Location | Email Address | Program Website |
---|---|---|
239 Vanier College | gpahuma@yorku.ca | yorku.ca/gradstudies/humanities/programs/diploma/ |
York University offers formal accreditation in comparative literature at the graduate level through the Graduate Diploma in Comparative Literature. Comparative literature has a strong tradition in Canada, which resulted in the founding of the Canadian Comparative Literature Association in 1969 and its journal, the Canadian Review of Comparative Literature/Revue canadienne de littérature comparée in 1974.
This challenging graduate diploma highlights the comparative, multilingual, cross-cultural nature of a student’s graduate training. In the case of MA students, it provides promising opportunities for further study in related disciplines; in the case of PhD students, it can lead to prospective careers in a range of areas requiring a high level of cross-cultural competency and literacy from government to the global creative industries.
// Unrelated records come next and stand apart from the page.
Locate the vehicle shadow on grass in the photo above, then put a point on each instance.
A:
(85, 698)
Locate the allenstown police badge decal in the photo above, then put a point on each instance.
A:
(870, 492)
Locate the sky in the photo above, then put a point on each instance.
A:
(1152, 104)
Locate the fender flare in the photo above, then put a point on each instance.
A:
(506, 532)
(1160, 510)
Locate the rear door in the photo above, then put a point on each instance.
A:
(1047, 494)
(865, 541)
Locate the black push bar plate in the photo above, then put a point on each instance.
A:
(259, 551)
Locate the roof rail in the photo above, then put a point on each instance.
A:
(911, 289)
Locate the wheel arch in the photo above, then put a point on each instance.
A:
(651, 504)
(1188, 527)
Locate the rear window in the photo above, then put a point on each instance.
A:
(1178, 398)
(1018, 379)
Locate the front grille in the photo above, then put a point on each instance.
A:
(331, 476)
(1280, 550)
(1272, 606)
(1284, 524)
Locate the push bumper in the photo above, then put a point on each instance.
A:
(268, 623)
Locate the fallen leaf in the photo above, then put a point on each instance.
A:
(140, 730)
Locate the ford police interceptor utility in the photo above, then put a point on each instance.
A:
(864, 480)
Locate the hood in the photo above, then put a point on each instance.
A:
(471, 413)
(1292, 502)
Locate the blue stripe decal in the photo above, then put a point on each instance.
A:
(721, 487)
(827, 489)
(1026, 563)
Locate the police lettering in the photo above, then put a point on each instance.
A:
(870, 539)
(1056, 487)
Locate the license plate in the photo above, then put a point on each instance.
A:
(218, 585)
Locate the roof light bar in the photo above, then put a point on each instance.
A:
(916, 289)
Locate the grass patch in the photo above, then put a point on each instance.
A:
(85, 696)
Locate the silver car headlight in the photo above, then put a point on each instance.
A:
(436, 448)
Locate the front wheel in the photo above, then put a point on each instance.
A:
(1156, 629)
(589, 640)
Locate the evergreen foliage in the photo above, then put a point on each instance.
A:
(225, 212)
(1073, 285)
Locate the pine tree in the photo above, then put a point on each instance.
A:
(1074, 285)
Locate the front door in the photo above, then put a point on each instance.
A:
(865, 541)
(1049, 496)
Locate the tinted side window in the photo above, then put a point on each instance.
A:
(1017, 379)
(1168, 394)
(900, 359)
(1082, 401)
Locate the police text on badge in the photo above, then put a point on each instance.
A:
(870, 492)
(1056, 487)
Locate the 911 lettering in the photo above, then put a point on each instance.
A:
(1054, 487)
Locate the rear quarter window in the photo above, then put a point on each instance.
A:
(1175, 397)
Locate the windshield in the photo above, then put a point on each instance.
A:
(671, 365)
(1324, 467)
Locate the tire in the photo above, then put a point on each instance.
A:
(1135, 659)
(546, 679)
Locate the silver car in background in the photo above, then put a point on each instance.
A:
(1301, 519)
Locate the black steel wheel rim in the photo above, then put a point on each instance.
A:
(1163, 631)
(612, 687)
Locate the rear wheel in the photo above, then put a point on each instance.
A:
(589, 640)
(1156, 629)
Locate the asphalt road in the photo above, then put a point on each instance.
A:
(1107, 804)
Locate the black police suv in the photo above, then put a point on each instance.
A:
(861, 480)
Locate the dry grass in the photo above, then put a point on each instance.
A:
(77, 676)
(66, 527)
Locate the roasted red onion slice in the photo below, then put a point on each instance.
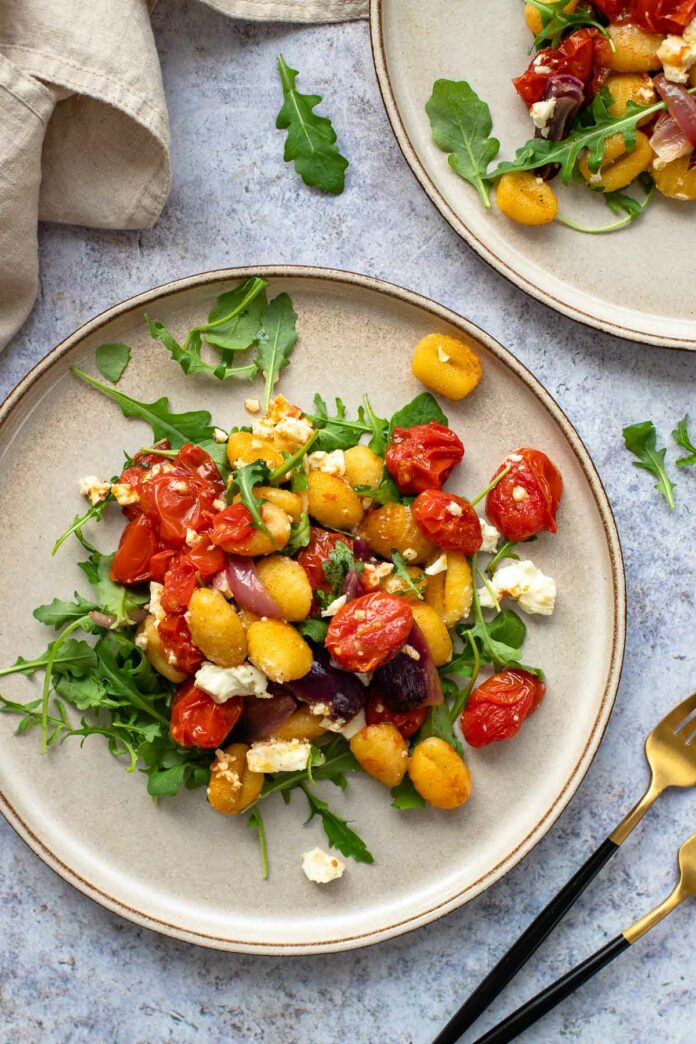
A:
(247, 589)
(405, 684)
(262, 717)
(668, 142)
(680, 104)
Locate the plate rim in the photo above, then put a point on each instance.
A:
(581, 766)
(457, 222)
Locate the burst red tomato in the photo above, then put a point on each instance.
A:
(424, 456)
(585, 54)
(497, 709)
(369, 631)
(233, 527)
(312, 558)
(448, 521)
(526, 499)
(197, 720)
(406, 722)
(176, 640)
(138, 544)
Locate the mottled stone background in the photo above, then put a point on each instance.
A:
(69, 970)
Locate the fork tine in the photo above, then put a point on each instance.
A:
(677, 716)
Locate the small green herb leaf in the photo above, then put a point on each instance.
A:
(112, 360)
(641, 440)
(311, 140)
(461, 125)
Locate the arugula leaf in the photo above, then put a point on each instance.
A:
(405, 796)
(313, 629)
(57, 613)
(401, 569)
(311, 140)
(641, 440)
(461, 125)
(423, 409)
(276, 341)
(680, 436)
(112, 360)
(337, 830)
(73, 657)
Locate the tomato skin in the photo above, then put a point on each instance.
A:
(435, 514)
(496, 710)
(407, 722)
(197, 720)
(312, 558)
(233, 527)
(369, 631)
(423, 457)
(138, 544)
(175, 638)
(584, 54)
(535, 474)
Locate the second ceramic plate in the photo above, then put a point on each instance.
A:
(178, 867)
(634, 283)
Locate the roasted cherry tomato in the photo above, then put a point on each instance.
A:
(448, 521)
(180, 496)
(424, 456)
(369, 631)
(312, 558)
(585, 54)
(233, 527)
(176, 640)
(138, 544)
(197, 720)
(497, 709)
(406, 722)
(526, 499)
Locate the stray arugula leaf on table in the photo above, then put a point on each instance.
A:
(311, 140)
(112, 360)
(680, 436)
(641, 440)
(461, 125)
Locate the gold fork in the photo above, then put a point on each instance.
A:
(671, 753)
(547, 999)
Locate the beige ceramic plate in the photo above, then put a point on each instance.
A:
(633, 283)
(182, 869)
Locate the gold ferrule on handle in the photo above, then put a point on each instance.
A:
(644, 924)
(629, 822)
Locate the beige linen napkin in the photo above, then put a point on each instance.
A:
(84, 126)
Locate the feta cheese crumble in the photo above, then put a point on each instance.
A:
(223, 683)
(525, 584)
(279, 755)
(321, 868)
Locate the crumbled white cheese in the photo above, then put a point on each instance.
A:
(438, 566)
(678, 54)
(489, 536)
(223, 683)
(94, 489)
(525, 584)
(321, 868)
(125, 494)
(279, 755)
(541, 113)
(154, 606)
(332, 464)
(333, 607)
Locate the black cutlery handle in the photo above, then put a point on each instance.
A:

Students who complete the Graduate Diploma in Comparative Literature know how to:
- identify, define, and historically situate key concepts, terms, methodologies, theoretical approaches, and critical assumptions as they have been developed in the discipline of comparative literature;
- explain and critique western and non-western literary, cultural and artistic traditions in contexts that are both historical and contemporary;
- describe fundamental debates in the discipline, as well as new concerns and developments, and situate them vis-à-vis other disciplines;
- explain advantages and disadvantages of comparative methods for the creation of knowledge;
- develop unique research topics that fit into an interdisciplinary comparative humanities framework and lead to new knowledge;
- recognize research questions that are not suitable for comparative approaches;
- work with academic material in at least two languages other than English;
- connect with scholars in cognate areas at both the national and the international levels; and,
- communicate their unique contribution to comparative literature.